As someone who is cursed with the appearance of being big, strong, and robust, sometimes it's hard for some people to believe just how unhealthy I really am. Without indulging in some unwise full disclosure here, let's just say that that I've dodged death by sickness a few times in my life already. That's a direct consequence of being born and living the first part of my life in a Third-World country, I suppose.

Anyway, presently I've been forced to stay home for several days because of gout, as well as a bad cold which probably developed because of the depressed state of my immune system when the gout attack started over the weekend. This is my third day away from my desk at work, and to be perfectly honest, it's quite embarrassing to have to call my boss in the morning and tell her that I cannot come to work due to illness. Now she is a kind, understanding person, but I still do feel an obligation to be at my desk and contribute to our team's goals. When I'm not there, everybody else has to pull harder. That is just the nature of things.
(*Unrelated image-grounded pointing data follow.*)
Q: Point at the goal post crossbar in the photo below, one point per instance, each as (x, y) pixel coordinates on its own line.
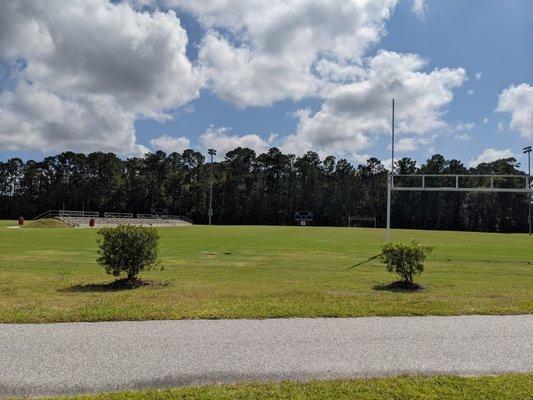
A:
(457, 179)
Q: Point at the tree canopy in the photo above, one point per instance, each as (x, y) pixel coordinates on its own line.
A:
(255, 189)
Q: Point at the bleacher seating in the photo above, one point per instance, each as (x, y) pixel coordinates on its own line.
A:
(82, 219)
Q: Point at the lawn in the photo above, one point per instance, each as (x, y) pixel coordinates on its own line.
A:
(512, 387)
(50, 275)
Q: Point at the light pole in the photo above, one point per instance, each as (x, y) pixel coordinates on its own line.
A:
(212, 153)
(390, 177)
(527, 150)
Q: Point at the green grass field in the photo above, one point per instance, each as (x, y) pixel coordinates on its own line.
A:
(511, 387)
(50, 275)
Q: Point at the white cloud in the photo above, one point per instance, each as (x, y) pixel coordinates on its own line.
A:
(258, 52)
(518, 101)
(38, 119)
(464, 126)
(354, 114)
(103, 60)
(170, 144)
(419, 7)
(223, 141)
(463, 137)
(490, 155)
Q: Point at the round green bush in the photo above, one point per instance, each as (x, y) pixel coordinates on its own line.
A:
(406, 259)
(128, 249)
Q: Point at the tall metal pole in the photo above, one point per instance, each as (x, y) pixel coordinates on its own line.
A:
(389, 180)
(212, 153)
(528, 150)
(529, 186)
(392, 144)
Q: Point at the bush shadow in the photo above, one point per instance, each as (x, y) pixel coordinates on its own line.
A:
(399, 286)
(115, 286)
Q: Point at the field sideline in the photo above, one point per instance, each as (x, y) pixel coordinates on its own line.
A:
(50, 275)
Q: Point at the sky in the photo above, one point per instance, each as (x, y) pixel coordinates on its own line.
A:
(145, 75)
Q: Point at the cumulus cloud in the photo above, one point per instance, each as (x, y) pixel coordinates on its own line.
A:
(490, 155)
(223, 141)
(94, 58)
(419, 7)
(354, 114)
(38, 119)
(256, 52)
(518, 101)
(170, 144)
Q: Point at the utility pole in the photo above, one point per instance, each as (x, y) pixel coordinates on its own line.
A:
(212, 153)
(389, 179)
(529, 199)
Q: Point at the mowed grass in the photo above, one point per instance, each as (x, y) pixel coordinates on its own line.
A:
(262, 272)
(512, 387)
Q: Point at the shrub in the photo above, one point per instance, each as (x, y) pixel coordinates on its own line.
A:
(128, 249)
(405, 259)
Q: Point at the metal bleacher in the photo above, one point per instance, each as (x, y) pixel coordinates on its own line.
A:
(82, 219)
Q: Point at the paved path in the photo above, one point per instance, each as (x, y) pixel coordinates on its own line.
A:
(80, 357)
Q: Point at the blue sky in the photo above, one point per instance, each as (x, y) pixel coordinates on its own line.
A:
(489, 40)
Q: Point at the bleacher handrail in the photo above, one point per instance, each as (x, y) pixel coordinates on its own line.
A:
(117, 215)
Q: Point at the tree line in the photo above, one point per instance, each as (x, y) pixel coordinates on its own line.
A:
(250, 188)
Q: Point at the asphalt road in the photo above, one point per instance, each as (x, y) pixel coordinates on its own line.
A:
(51, 359)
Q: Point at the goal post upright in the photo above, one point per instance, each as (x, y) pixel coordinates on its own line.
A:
(389, 179)
(456, 187)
For people who don't know me really well, there is, I suppose, an illusion that Joe is hearty and hale, hard to bring down. The truth is, it's like having a suit of armor made of well-painted cardboard: You test the defenses, and you'll see just how frail those defenses are.

I'm sick of being sickly. Alas, I've resigned myself to always being more vulnerable to illness than anyone who looks like me (I'm built like a fullback or a run-stopping linebacker in football) would ever be expected to.

If only the flesh was as strong as the spirit.